Thandeka Mafuya said the tour was very informative and enjoyable and said the tour guides did an amazing job. “We saw the other side of Soweto, one we didn't know. This shows that reading a newspaper about Soweto is not the same as seeing the place face to face.
“The tour was great and I learnt a lot of things I did not know, especially at the Hector Pieterson museum,” said Mafuya. It was her first visit to Soweto, she said.

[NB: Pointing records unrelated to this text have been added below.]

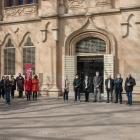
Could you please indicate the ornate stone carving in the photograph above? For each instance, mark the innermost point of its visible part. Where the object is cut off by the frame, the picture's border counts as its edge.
(75, 3)
(125, 29)
(103, 2)
(23, 10)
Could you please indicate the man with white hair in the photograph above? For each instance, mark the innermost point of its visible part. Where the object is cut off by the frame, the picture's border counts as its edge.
(129, 84)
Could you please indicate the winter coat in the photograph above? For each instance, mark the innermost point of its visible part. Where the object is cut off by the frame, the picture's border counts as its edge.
(88, 85)
(7, 85)
(66, 84)
(13, 86)
(132, 83)
(28, 84)
(78, 85)
(20, 83)
(35, 86)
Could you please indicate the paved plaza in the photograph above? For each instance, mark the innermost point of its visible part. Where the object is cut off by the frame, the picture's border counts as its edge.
(52, 119)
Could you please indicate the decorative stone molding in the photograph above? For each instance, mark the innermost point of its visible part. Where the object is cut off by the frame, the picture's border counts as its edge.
(55, 32)
(21, 10)
(103, 2)
(75, 3)
(125, 29)
(43, 35)
(138, 24)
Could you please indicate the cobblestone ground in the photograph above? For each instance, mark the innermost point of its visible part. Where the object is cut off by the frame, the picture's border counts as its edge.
(52, 119)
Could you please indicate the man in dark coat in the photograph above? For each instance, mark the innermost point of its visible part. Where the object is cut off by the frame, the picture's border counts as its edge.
(129, 84)
(20, 85)
(13, 88)
(109, 84)
(76, 85)
(86, 85)
(7, 85)
(118, 88)
(2, 86)
(97, 81)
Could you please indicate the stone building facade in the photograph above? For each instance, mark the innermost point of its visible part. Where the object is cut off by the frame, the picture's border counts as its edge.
(70, 36)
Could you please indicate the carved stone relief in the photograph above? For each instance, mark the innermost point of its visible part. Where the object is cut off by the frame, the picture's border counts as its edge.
(17, 11)
(103, 2)
(75, 3)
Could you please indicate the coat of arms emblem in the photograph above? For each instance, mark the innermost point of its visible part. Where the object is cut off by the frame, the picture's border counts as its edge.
(75, 3)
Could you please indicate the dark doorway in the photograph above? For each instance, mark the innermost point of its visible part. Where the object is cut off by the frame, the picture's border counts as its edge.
(89, 65)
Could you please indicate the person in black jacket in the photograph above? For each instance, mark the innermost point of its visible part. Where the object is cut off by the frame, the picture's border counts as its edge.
(86, 85)
(7, 85)
(13, 87)
(109, 84)
(129, 84)
(2, 86)
(76, 85)
(118, 88)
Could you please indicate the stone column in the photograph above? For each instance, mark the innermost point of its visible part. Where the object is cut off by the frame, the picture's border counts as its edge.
(54, 91)
(62, 8)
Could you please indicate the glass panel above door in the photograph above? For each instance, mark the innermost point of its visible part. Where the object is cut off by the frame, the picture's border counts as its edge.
(91, 45)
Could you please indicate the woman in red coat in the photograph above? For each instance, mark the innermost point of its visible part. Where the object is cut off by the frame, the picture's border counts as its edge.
(28, 87)
(35, 87)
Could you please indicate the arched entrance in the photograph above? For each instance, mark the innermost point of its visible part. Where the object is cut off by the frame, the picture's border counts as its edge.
(89, 51)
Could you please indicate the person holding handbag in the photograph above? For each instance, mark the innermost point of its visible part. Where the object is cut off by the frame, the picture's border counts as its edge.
(35, 87)
(86, 85)
(66, 88)
(28, 87)
(118, 88)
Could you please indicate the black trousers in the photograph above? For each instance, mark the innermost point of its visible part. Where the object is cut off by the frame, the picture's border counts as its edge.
(65, 95)
(34, 95)
(118, 93)
(2, 92)
(86, 96)
(111, 92)
(28, 95)
(13, 91)
(77, 92)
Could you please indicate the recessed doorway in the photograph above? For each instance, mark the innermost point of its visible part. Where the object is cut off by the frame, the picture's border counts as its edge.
(89, 65)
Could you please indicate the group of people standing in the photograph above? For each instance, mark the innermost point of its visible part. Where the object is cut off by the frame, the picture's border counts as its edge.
(110, 85)
(8, 86)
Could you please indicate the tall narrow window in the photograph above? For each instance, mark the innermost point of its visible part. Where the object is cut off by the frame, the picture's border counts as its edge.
(9, 58)
(29, 54)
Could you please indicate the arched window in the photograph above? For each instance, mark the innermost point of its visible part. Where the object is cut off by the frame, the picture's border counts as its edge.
(9, 58)
(91, 45)
(28, 54)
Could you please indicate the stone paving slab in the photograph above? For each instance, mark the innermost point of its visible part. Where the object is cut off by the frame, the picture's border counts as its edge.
(52, 119)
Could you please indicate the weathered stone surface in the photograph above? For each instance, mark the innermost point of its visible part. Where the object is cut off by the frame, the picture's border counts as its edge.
(53, 119)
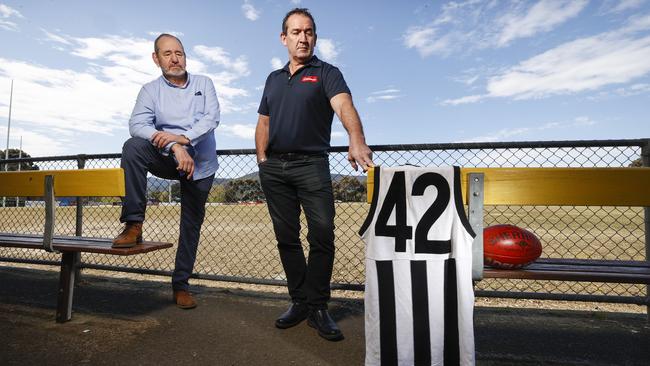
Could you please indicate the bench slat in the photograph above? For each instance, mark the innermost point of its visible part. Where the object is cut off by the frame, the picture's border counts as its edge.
(563, 186)
(578, 270)
(72, 183)
(557, 186)
(79, 244)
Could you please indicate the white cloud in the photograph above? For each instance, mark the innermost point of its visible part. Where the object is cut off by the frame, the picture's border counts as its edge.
(509, 134)
(424, 40)
(7, 25)
(475, 24)
(327, 49)
(620, 6)
(464, 100)
(55, 38)
(586, 64)
(40, 141)
(250, 12)
(541, 17)
(221, 57)
(276, 63)
(240, 130)
(381, 95)
(8, 12)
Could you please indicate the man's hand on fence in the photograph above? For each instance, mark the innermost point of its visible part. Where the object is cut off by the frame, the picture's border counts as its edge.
(359, 154)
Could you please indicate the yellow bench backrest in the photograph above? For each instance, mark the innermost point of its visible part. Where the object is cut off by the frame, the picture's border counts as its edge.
(83, 182)
(558, 186)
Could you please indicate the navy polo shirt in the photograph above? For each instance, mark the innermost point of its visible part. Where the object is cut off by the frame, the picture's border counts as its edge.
(298, 106)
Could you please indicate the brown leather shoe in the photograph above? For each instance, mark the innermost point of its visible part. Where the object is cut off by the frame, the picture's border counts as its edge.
(130, 236)
(184, 299)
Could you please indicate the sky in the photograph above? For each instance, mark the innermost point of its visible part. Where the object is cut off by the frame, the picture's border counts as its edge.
(419, 71)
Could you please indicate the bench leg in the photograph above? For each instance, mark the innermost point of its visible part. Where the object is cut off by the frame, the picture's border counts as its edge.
(69, 262)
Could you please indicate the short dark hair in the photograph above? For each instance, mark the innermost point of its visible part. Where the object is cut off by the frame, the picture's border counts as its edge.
(162, 35)
(300, 11)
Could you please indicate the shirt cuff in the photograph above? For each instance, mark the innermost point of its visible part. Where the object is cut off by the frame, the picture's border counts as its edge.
(165, 151)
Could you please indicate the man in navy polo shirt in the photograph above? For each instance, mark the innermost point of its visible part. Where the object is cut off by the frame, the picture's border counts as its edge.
(172, 128)
(292, 139)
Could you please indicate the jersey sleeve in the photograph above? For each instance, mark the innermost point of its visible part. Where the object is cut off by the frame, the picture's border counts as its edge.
(263, 109)
(334, 83)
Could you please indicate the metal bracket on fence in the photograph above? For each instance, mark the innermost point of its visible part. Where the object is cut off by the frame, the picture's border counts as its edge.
(48, 196)
(475, 206)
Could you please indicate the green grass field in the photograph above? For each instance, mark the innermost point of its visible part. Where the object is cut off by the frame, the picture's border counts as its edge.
(238, 240)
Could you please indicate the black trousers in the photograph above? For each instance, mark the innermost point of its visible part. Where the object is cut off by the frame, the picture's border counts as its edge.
(139, 156)
(289, 183)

Nombulelo Tanli, the organiser of the event, said: “On behalf of Independent Media I would like to thank MoAfrika Tours for such an amazing experience. As a person who always visits Soweto, I never thought Vilakazi Street had so much hype. Soweto on its own carries so many historical memories. It’s sad that the Hector Pieterson museum was closed but being around the place where it all happened and how the facility represents 1976 was one of the things that touched me.
“Thank you to the subscribers for honouring our invitation as we celebrated Heritage Month together.”
The half-day ended with a lunch at Chaf Pozi at Soweto Towers where the guests were served South African cuisine.